I picked up a magazine from the stack next to the couch and flipped through, evaluating one depiction of a modern woman after another: I was fairly certain that God had given me this idea, so I figured he must have some exciting solution in store. I couldn't wait to find my image.
Nothing struck me in the magazine, so I turned to the internet and browsed everything from oil paintings to ads to clip art, all the while asking, "What would Mary look like if she lived here and now?" Would her hair be short or long? Would she wear blouses or t-shirts? Would her face reveal an expression of unbridled joy or serious contemplation? No answer came. I kept looking.
"How Gloriously Different All the Saints"
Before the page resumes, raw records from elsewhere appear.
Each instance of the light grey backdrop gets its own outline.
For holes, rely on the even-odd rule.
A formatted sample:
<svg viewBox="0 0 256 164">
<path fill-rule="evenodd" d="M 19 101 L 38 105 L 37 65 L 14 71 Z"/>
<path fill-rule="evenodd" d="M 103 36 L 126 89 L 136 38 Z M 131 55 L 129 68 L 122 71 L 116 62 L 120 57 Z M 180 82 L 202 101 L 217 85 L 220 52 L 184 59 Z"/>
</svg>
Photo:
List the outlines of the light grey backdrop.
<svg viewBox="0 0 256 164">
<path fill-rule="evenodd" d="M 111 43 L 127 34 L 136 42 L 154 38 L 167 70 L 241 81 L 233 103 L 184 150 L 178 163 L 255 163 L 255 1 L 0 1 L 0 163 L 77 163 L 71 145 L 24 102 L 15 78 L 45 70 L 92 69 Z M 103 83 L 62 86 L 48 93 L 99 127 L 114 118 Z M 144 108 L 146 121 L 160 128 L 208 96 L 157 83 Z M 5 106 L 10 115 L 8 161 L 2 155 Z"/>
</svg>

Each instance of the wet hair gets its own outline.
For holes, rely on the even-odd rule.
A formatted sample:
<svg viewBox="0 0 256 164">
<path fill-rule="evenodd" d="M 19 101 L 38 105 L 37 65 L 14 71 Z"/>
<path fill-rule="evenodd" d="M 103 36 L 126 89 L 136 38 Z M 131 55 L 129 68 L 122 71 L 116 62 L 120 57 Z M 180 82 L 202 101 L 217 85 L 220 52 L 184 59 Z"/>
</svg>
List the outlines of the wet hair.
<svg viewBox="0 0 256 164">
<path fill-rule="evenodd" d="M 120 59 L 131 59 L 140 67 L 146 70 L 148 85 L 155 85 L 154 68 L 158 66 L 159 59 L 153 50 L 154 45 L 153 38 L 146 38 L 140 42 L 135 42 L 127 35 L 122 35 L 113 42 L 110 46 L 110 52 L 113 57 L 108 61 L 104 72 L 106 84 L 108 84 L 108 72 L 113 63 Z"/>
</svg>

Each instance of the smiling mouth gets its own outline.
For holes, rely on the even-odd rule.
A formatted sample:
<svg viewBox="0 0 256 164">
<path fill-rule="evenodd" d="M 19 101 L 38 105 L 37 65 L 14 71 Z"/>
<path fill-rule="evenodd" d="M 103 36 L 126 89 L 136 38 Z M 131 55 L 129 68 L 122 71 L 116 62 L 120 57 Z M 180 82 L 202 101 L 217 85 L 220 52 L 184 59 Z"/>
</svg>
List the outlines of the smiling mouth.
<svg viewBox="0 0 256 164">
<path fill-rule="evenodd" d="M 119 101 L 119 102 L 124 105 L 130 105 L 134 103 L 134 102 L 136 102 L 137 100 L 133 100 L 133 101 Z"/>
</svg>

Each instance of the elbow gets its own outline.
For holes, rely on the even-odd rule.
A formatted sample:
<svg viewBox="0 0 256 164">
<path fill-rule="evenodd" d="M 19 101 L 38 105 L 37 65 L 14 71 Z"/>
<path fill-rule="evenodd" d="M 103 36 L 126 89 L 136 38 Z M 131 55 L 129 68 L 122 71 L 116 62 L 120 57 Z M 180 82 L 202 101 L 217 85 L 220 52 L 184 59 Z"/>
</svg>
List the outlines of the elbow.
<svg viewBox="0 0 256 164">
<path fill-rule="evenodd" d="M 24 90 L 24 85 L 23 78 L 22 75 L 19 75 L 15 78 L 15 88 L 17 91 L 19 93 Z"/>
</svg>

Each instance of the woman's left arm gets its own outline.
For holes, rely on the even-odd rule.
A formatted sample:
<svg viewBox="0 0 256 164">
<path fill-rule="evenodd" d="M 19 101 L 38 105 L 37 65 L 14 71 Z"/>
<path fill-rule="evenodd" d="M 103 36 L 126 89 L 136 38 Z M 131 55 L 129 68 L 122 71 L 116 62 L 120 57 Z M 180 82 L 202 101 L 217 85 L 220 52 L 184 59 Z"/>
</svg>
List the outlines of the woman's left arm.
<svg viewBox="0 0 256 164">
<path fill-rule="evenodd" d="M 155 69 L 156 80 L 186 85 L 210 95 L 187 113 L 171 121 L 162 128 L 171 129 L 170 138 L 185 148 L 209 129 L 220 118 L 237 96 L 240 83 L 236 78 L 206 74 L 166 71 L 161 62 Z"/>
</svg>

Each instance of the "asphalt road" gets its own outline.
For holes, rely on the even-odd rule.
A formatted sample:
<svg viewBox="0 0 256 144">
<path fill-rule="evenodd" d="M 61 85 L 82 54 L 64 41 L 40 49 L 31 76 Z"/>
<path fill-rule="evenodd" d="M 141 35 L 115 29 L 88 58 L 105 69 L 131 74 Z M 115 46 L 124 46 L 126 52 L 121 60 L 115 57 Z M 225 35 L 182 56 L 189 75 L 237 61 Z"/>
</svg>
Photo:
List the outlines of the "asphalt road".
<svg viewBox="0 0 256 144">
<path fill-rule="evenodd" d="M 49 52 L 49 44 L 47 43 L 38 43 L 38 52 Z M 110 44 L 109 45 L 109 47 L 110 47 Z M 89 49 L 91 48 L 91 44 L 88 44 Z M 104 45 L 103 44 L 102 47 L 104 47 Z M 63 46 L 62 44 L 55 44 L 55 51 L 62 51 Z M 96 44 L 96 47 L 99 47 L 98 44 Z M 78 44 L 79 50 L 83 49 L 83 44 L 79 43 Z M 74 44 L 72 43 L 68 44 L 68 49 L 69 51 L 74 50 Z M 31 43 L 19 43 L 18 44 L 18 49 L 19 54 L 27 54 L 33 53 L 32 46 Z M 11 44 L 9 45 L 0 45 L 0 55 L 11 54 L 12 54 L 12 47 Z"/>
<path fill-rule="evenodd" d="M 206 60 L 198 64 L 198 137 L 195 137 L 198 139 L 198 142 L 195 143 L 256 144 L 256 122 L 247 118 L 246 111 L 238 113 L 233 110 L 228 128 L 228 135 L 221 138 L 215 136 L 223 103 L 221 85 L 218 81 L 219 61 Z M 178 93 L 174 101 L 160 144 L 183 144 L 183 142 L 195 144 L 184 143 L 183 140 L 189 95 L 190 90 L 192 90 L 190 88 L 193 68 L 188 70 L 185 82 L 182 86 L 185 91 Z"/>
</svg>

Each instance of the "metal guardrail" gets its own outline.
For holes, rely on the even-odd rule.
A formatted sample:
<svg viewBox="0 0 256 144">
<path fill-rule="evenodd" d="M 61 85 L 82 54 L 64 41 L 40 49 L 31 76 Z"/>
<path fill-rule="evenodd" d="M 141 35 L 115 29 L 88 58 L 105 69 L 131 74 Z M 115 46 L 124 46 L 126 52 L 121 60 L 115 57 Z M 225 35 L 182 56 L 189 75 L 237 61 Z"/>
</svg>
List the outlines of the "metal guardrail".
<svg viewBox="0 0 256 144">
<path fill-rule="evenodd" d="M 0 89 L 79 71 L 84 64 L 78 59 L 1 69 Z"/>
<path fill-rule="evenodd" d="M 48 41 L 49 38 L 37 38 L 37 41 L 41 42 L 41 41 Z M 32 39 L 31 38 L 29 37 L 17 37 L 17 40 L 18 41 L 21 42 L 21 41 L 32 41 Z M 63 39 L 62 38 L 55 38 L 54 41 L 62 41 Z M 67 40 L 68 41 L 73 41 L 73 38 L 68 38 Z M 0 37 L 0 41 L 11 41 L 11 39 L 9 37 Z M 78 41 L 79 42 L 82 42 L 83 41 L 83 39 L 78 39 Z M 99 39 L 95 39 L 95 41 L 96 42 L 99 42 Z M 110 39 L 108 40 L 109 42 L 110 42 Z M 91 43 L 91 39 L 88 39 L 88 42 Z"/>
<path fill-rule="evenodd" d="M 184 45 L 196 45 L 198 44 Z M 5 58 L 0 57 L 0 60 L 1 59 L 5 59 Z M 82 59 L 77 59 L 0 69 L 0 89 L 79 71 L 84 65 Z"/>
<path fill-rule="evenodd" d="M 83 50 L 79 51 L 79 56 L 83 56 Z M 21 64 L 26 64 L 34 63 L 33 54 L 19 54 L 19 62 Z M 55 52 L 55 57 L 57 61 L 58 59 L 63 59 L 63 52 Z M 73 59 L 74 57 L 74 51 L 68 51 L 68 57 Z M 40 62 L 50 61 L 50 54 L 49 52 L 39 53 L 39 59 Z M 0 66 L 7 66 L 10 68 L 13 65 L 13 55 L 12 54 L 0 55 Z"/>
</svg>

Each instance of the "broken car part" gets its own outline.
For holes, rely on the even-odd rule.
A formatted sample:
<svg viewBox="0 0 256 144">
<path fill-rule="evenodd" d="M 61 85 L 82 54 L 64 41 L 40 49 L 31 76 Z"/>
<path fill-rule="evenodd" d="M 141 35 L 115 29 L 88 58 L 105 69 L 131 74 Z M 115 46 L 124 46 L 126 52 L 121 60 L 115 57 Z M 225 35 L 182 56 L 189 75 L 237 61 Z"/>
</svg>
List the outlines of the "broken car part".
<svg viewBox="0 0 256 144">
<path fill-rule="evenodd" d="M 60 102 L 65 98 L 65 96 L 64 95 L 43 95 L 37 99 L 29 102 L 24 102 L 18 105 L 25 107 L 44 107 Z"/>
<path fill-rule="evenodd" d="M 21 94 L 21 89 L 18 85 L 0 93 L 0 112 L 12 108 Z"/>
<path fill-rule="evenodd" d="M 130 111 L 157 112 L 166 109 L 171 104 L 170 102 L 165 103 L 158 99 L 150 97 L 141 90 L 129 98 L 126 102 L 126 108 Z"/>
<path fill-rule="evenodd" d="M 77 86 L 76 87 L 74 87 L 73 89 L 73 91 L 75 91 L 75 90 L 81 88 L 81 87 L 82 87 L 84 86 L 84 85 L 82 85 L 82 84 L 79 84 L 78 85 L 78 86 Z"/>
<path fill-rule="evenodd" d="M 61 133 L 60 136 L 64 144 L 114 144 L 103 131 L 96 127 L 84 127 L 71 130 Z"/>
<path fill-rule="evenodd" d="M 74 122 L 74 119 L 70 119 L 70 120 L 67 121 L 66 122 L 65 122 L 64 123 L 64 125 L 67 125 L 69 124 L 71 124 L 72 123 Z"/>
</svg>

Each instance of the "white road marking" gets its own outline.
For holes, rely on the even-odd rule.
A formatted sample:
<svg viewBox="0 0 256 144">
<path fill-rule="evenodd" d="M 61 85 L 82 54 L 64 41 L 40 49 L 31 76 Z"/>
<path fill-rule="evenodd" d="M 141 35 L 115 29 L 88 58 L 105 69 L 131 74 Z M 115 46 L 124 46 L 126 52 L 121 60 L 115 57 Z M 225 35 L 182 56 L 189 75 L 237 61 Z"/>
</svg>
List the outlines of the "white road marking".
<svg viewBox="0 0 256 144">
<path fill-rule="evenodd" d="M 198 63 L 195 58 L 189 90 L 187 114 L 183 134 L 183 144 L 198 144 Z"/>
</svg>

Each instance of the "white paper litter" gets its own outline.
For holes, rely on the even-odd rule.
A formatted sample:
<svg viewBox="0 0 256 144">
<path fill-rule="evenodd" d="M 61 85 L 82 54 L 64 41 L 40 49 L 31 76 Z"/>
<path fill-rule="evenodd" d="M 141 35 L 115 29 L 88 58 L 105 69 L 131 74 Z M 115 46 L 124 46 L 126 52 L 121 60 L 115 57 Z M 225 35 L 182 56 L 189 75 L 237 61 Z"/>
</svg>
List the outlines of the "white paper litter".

I didn't find an image that day, or the day after. In fact, my search stretched on for weeks. Meanwhile, I kept thinking about the concept of true Catholic womanhood. I took a closer look at the lives of female saints, and kept my ears perked for any Church teaching on the subject. What I discovered surprised me.
From the beginning of my conversion, I'd been aware of the call to die to self and become like Christ. In the Gospel of John we read that, "He must increase, but I must decrease (3:30, RSV)." In his letter to the Galatians, Paul says that he no longer lives, but Christ lives in him (Gal. 2:20). In Lumen Gentium (the Second Vatican Council's Dogmatic Constitution on the Church), we read, "All the members [of the Body of Christ] ought to be molded in the likeness of Him, until Christ be formed in them."
Here's how I understood these teachings: becoming like Christ meant becoming unlike yourself. I had a rigid idea of what a devout person looked like and assumed that all holy people were basically carbon copies of one another. But that's not what I found when I looked more closely at the lives of the saints.
For example, I discovered that while many were naturally at ease in social situations, such as the gifted administrator and teacher St. Frances Cabrini or St. Elizabeth Ann Seton who captivated everyone with her charm, some were not. Saint Frances of Rome was so introverted that she suffered a serious breakdown after the banquets and parties that accompanied her marriage!